What I mean is that I had always planned for my life to be a romantic one with lots of exotic men who passed through until: BOOM! One magic man would come along and there would be no turning back. About this, I turned out to be very wrong. My number is smaller than 10 and bigger than 5. Nothing to sneer at, but nothing outrageous. It’s pretty tame.

Though I may be no lioness when it comes to multiple men, I was, even at my young age, sure of what I wanted first and foremost in a dating partner: sexual compatibility. This was a lesson that I had learned where sexual liberation began for me: high school. I dated men based on looks, smarts, wanting to break the rules... and then right near the end of high school I dated one guy just for the sex.

Dating for the sex changed things for me because I knew that I didn’t want to ever waste time on bad sex again. Life if just too short. So, when I encountered my future husband (unbeknownst to me) I was ready to get down to brass tax. So sleep with him I did. After a great experience, I was happy to date him, and when I got to know him, of course, I fell hard and fast in love with him.

Maybe I was lucky enough to meet Mr. Right... maybe I am just more into sex than others. I am not advocating that all women go out there and sleep with men before dating them, or that sex alone will hold a relationship together. Certainly you must act i accordance with your own standards. What I am suggesting, though, is that if you are the type of woman who doesn’t want to waste time on a date if there is no “there” there, then you shouldn't feel badly about it.

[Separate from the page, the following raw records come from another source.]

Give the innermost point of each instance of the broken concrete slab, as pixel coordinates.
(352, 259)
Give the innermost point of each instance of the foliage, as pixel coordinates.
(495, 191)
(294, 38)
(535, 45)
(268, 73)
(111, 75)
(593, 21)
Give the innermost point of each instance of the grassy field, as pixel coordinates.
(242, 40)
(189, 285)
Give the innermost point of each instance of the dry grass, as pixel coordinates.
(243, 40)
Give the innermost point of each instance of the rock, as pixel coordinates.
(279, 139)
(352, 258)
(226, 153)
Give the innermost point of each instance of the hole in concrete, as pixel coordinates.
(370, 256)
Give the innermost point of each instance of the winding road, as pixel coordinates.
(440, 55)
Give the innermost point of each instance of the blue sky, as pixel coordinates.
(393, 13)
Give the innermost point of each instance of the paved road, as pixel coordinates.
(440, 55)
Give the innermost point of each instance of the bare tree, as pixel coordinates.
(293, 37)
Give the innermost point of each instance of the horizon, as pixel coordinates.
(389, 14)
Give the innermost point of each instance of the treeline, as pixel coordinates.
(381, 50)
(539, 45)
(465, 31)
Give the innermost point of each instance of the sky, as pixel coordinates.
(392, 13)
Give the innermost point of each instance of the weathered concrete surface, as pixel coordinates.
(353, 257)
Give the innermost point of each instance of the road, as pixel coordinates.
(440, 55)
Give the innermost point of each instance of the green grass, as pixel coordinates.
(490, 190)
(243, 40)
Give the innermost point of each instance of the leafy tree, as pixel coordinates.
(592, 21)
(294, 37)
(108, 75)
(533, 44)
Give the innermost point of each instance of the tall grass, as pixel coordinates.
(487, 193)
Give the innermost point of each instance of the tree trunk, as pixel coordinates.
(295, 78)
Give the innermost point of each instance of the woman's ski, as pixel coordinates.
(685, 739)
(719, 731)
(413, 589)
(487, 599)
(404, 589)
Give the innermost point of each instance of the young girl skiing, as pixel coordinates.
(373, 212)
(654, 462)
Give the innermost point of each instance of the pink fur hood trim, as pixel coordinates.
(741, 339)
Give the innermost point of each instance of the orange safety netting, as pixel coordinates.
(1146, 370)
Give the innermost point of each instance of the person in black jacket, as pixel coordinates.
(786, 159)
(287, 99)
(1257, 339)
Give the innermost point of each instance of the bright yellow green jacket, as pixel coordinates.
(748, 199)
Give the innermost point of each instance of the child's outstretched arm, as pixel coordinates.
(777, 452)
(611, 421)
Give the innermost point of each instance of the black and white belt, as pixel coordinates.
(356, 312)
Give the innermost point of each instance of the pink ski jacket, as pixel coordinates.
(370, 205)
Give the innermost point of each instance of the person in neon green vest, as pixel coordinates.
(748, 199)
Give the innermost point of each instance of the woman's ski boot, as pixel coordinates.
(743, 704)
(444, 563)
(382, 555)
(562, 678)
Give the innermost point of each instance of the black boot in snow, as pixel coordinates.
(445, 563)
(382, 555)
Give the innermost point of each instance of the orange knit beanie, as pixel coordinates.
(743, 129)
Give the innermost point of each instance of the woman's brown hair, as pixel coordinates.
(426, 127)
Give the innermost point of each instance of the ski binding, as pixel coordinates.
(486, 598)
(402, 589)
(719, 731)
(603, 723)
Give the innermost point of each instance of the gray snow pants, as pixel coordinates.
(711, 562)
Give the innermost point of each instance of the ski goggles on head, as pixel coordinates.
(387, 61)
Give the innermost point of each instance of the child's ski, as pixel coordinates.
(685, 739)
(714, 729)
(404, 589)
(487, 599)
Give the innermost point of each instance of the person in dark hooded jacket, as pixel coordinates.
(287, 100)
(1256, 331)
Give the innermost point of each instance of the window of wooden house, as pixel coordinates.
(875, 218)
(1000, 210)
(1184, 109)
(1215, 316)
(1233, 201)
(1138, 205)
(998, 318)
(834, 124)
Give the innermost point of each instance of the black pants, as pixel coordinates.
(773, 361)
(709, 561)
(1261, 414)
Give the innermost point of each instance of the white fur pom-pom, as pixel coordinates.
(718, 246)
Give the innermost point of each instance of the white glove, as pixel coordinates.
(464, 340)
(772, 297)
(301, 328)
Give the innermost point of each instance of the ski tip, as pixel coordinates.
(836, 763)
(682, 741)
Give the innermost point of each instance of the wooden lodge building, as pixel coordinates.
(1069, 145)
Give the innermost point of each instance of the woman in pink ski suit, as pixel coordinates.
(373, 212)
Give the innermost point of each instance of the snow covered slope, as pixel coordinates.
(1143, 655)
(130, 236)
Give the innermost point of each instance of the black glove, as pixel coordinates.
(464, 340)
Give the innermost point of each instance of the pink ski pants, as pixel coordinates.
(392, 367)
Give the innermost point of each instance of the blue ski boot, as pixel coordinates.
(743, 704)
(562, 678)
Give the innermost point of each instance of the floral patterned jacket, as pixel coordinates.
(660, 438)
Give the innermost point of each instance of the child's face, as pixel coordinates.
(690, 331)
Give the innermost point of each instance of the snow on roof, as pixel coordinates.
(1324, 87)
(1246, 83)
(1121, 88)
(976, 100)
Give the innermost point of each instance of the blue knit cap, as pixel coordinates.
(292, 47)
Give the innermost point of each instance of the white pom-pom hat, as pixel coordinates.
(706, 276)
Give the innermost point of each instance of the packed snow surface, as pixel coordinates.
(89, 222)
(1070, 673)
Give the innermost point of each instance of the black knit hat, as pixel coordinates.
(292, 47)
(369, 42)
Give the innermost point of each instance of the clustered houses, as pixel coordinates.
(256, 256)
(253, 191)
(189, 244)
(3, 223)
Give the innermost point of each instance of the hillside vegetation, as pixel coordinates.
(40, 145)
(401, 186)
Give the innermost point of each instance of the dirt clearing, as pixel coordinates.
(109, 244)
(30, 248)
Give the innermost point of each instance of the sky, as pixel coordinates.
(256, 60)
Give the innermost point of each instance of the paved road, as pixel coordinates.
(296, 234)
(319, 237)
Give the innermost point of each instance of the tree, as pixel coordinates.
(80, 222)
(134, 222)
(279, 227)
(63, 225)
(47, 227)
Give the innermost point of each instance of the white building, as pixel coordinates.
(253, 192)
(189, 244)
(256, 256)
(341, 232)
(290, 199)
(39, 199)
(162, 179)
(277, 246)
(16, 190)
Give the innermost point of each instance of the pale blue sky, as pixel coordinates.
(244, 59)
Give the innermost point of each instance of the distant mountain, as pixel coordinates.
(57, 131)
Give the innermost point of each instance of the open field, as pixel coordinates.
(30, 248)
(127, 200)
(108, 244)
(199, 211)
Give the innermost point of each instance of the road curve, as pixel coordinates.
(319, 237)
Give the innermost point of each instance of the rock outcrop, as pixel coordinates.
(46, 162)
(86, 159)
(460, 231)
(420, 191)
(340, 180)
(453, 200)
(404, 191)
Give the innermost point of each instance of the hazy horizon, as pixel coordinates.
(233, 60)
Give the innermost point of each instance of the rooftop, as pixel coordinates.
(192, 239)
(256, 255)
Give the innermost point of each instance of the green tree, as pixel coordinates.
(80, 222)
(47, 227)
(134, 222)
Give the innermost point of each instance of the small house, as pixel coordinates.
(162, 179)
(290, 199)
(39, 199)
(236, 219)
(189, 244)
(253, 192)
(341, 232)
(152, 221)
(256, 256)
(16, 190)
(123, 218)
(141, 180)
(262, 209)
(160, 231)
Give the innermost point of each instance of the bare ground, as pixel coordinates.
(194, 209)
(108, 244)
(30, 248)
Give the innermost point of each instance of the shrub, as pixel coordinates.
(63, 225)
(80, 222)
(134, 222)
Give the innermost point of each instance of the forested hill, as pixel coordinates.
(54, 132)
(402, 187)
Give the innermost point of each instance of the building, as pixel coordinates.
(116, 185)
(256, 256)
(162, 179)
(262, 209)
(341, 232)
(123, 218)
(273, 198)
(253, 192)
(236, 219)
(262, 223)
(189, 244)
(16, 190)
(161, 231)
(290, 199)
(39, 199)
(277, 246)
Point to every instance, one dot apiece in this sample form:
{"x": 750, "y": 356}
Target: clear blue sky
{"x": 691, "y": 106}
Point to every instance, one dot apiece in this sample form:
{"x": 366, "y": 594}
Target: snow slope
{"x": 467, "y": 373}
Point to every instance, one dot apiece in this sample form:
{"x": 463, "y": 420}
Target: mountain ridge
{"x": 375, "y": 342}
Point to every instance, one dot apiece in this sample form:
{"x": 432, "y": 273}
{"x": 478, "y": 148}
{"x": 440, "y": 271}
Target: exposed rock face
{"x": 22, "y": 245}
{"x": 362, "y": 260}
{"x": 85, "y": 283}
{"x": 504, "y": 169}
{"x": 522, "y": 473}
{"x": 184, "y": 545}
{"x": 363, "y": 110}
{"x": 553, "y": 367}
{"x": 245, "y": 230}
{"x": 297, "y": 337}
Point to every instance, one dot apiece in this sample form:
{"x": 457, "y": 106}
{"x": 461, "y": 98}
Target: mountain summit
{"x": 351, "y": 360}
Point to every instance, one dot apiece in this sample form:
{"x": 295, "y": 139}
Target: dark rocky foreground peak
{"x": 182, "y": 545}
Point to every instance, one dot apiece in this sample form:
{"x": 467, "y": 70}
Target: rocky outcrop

People want different things in life, and sleeping with someone on the first date isn’t the worst thing in the world. The worst thing in the world is not knowing what you want. If you are comfortable with yourself and your decisions, then you should go for it. Our society has to be able to liberate itself from these ridiculous notions about sex; it’s a natural thing. Of course, always done with a measure of protection... eh-hem.

As for the man who gets the goods on the first date, well, the pressure is on, isn’t it? You better put on the performance of your life if you want to get to that second date because chances are that the lady who’s throwing down on the first night is good at it, too! Sure, you can choose to see a woman like that as “easy,” but if you do, I wonder what that really says about you in the long run...everyone should be secure in their decisions and therefore, unashamed!